In the wake of the protests, attention has quickly shifted to the IMF. “Kenya is not IMF’s lab rat,” said demonstrators who carried placards during the protests. IMF blames Nairobi for the chaos.

Manifestly, the reason why the IMF ratcheted up pleasure on Kenya to raise taxes and grow internal revenue was purely geopolitical. Faced with the backlash over the anti-tax protests, Kenya’s debt to China has become intensely weaponized within the larger context of Washington’s geopolitical offensive to out-compete Beijing.

Chinese debts

Western lenders fretted that Kenya would re-route some of their money to pay Chinese debts. The country is scheduled to repay China Sh154 billion ($1.2 billion) by June 2025.

By all measures, China is Kenya’s biggest country-to-country (bilateral) creditor. By 2024, Kenya owes China $5.94 billion (Sh763.3 billion). Since 2013, Kenya has been a crucial player in China's Belt and Road Initiative (BRI), a multi-trillion dollar connectivity project set to increase the world GDP by $7.1 trillion per annum by 2040.

In the 2003-2022 decades, when Kenya pursued an assertive Africa-centered foreign policy, Nairobi used China’s money to meet its pan-African obligations to link up to an emerging trans-continental network of roads, railway, waterways and cyber aimed at connecting the continent to regional and global markets. The showpiece of this ideological moment is the Thika Superhighway, a 50 km 8-lane controlled-access road (12 lanes in some sections) linking Nairobi to Thika, but forming part of the A2 Highway extending from Nairobi to the Ethiopian border.

The other is the nearly 1,300km Standard Gauge Railway (SGR), which, when completed, will eventually connect Mombasa to Matadi, Democratic Republic of the Congo.
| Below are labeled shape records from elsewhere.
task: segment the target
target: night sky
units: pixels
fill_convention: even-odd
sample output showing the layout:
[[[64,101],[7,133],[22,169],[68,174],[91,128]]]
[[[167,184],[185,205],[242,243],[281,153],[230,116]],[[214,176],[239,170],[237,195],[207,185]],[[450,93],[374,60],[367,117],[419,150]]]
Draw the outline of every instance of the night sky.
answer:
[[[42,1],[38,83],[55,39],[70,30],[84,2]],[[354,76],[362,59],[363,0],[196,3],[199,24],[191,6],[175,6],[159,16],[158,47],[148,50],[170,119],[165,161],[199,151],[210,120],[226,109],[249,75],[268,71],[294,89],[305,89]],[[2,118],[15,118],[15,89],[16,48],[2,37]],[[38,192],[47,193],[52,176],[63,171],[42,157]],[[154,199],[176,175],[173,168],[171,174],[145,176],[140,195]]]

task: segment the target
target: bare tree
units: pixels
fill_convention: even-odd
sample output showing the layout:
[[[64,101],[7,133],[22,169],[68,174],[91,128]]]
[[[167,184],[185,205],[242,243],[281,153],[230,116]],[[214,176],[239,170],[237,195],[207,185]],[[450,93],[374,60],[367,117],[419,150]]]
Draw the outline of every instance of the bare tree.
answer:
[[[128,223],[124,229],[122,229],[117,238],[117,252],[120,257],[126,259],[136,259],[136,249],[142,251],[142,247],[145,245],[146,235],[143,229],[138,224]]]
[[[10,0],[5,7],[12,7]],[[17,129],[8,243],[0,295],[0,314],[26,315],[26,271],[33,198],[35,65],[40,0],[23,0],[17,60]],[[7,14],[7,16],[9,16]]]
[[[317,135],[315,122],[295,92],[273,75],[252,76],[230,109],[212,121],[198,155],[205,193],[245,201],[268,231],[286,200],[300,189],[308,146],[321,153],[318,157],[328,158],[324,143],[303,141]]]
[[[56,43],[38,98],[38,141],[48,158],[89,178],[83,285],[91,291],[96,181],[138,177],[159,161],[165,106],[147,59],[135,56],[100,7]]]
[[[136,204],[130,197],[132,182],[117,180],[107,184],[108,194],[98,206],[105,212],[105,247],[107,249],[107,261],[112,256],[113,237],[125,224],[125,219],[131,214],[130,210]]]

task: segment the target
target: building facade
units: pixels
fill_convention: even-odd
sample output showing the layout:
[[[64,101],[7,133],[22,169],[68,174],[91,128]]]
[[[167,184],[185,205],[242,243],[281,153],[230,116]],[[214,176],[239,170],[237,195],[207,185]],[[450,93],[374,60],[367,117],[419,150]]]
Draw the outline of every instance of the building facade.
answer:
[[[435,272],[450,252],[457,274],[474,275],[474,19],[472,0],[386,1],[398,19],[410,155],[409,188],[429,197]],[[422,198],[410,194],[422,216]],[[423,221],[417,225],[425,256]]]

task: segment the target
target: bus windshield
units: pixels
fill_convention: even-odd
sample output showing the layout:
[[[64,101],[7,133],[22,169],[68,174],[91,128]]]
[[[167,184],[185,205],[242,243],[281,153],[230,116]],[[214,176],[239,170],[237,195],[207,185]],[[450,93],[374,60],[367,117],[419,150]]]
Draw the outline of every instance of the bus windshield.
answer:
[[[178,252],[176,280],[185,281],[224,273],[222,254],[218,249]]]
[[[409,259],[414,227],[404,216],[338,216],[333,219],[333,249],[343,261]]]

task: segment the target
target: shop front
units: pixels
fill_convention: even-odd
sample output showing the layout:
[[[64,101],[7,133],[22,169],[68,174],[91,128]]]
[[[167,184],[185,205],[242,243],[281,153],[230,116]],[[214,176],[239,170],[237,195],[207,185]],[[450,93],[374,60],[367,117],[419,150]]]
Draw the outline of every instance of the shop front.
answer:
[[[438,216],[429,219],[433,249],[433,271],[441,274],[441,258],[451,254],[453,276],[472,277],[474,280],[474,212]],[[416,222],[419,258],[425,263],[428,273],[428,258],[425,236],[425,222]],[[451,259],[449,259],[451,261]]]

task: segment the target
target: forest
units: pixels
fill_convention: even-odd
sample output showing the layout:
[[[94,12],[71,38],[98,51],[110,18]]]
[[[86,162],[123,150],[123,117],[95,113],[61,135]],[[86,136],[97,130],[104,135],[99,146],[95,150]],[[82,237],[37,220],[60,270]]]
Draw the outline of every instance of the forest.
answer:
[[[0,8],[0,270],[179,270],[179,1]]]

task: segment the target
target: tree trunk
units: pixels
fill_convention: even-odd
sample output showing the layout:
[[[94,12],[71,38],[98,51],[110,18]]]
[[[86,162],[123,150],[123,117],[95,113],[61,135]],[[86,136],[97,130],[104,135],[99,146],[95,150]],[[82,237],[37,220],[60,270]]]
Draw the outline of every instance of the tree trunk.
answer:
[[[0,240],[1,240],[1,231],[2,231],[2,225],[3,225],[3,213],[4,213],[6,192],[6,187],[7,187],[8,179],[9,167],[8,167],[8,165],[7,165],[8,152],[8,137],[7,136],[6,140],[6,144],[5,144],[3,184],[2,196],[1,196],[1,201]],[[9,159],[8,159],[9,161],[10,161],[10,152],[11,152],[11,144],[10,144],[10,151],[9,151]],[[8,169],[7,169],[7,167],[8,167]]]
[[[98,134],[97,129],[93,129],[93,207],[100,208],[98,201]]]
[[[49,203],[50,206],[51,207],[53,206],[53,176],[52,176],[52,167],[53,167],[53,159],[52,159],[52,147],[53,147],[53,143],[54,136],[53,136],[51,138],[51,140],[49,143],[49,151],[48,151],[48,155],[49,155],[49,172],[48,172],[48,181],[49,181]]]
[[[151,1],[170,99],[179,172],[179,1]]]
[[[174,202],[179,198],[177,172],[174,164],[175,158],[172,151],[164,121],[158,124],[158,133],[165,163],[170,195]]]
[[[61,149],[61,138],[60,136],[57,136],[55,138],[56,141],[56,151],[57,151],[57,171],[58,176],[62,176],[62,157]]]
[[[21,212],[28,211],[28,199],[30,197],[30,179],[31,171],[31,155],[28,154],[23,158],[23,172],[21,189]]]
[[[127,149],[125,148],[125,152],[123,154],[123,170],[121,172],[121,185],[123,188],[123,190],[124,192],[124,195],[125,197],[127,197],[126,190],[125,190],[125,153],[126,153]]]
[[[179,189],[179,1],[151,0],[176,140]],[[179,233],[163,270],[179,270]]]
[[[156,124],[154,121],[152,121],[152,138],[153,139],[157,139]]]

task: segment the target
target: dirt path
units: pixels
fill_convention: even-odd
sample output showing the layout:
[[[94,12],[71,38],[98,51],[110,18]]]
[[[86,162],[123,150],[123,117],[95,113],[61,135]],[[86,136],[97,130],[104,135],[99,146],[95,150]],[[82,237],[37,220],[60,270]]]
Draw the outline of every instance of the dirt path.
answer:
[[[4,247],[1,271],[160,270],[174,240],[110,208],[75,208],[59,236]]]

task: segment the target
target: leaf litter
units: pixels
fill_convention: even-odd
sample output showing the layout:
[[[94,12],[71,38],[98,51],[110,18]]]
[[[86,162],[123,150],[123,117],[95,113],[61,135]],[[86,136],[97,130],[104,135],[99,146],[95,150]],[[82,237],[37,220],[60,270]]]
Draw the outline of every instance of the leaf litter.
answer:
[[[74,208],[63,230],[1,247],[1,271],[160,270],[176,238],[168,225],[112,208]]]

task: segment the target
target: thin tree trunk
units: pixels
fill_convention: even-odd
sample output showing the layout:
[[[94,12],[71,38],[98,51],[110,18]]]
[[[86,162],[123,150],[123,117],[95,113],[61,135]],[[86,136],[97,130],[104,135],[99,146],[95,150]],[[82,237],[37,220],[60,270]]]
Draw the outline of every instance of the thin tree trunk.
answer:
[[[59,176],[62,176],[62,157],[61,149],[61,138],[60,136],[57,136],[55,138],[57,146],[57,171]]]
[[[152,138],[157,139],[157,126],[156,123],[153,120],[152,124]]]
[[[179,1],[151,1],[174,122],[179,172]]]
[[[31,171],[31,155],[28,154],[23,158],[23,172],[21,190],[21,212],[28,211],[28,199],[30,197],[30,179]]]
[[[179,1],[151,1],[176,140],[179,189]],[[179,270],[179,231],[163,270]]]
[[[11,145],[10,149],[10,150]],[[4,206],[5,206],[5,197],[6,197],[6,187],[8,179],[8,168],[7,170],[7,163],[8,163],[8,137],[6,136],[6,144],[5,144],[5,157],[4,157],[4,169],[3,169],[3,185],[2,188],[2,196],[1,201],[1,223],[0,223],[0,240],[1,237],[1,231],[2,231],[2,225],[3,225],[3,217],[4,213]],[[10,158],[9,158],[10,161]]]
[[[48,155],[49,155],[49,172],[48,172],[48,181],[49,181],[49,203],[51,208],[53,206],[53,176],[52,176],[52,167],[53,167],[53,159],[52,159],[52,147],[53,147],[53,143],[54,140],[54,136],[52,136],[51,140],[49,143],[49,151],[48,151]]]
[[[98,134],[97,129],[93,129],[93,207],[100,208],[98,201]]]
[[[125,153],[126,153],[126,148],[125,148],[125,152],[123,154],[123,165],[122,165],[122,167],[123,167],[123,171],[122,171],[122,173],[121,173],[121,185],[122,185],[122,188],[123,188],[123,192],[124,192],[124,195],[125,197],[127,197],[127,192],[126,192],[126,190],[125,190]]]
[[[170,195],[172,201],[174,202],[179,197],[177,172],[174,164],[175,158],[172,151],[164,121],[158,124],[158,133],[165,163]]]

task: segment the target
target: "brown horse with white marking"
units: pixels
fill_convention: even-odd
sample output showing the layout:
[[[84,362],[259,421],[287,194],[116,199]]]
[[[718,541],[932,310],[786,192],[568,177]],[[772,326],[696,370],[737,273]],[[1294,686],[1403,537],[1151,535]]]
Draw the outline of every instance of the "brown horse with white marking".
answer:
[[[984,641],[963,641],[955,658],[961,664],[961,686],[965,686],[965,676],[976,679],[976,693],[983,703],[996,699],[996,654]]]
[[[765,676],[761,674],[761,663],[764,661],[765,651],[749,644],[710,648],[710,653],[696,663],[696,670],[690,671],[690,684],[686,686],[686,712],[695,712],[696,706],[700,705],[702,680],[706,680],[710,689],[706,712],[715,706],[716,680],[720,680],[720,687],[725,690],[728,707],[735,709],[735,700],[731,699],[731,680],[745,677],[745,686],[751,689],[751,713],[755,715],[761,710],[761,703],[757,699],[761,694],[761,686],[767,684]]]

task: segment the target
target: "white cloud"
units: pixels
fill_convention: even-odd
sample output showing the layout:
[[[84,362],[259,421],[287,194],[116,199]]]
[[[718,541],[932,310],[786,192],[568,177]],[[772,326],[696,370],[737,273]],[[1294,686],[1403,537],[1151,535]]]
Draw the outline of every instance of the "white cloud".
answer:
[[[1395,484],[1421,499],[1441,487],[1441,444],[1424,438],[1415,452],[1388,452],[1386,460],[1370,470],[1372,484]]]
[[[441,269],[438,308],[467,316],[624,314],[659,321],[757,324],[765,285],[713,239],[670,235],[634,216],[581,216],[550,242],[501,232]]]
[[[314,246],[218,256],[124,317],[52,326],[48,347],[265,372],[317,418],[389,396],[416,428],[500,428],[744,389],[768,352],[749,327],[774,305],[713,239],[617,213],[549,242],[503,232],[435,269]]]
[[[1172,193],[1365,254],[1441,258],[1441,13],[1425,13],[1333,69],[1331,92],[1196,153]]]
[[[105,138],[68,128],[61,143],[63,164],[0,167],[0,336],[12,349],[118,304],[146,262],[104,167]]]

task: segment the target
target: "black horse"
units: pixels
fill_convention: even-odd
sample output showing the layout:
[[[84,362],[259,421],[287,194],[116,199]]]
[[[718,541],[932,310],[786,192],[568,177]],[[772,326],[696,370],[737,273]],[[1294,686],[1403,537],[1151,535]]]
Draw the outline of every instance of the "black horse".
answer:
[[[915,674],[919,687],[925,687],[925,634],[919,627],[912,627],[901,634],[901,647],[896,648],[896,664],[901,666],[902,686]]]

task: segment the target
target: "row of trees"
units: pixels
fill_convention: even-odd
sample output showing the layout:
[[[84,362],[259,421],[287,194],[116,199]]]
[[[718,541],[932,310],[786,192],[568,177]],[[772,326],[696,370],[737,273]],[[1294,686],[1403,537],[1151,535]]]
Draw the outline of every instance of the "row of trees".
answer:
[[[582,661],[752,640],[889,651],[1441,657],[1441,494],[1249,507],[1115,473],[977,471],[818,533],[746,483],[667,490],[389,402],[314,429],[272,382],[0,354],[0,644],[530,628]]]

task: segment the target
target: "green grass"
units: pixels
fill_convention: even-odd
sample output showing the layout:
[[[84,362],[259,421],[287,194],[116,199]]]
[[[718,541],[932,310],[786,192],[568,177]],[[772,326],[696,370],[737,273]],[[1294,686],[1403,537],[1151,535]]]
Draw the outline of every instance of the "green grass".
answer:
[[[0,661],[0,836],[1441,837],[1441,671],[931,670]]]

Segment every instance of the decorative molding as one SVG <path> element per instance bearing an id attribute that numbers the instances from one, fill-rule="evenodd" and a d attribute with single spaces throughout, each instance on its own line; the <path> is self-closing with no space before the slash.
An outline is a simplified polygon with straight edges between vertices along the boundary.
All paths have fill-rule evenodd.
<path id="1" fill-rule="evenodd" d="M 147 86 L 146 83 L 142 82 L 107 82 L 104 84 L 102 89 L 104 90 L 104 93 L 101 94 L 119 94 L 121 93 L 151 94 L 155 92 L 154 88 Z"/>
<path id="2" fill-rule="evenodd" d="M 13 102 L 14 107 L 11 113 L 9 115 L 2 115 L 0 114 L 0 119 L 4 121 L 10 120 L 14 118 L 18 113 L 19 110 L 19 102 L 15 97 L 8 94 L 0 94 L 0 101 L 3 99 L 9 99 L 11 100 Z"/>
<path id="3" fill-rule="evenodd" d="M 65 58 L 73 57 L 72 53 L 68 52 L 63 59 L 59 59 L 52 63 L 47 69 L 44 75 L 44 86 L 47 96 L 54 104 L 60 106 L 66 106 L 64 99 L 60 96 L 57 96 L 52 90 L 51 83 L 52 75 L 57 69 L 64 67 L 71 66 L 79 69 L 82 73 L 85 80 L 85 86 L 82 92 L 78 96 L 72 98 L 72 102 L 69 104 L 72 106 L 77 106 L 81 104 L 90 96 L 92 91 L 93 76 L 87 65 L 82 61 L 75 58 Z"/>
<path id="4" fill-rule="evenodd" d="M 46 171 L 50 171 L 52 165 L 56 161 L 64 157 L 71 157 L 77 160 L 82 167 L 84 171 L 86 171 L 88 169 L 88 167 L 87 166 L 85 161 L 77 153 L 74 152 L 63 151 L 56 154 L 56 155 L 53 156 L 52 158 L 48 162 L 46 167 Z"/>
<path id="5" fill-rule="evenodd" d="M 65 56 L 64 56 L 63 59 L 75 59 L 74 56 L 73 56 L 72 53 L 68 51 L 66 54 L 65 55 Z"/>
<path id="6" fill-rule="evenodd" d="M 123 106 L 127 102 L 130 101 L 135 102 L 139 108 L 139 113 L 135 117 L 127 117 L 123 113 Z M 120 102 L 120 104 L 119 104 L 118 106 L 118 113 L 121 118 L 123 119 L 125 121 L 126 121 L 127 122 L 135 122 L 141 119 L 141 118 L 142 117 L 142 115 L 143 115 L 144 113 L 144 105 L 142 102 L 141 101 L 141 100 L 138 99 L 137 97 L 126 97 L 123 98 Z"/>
The Triennial summit of the Forum for China-Africa Cooperation (FOCAC) in Beijing later in September, offers a window for Kenya and China to revisit the debt question, focusing on debt sustainability and the need for more monies to complete stalled projects.

In the emerging multipolar world in the early 21st century, Kenya’s best bet is a foreign policy aligned to Kenya’s national interests. A virulently pro-American foreign policy strategy can only be a millstone around the country’s neck.

Professor Peter Kagwanja is chief executive at the Africa Institute and author of the new book: A Railway to Prosperity: The Geo-Politics of Kenya's High-Speed Railway, (Tafiti House Publishers, 2024).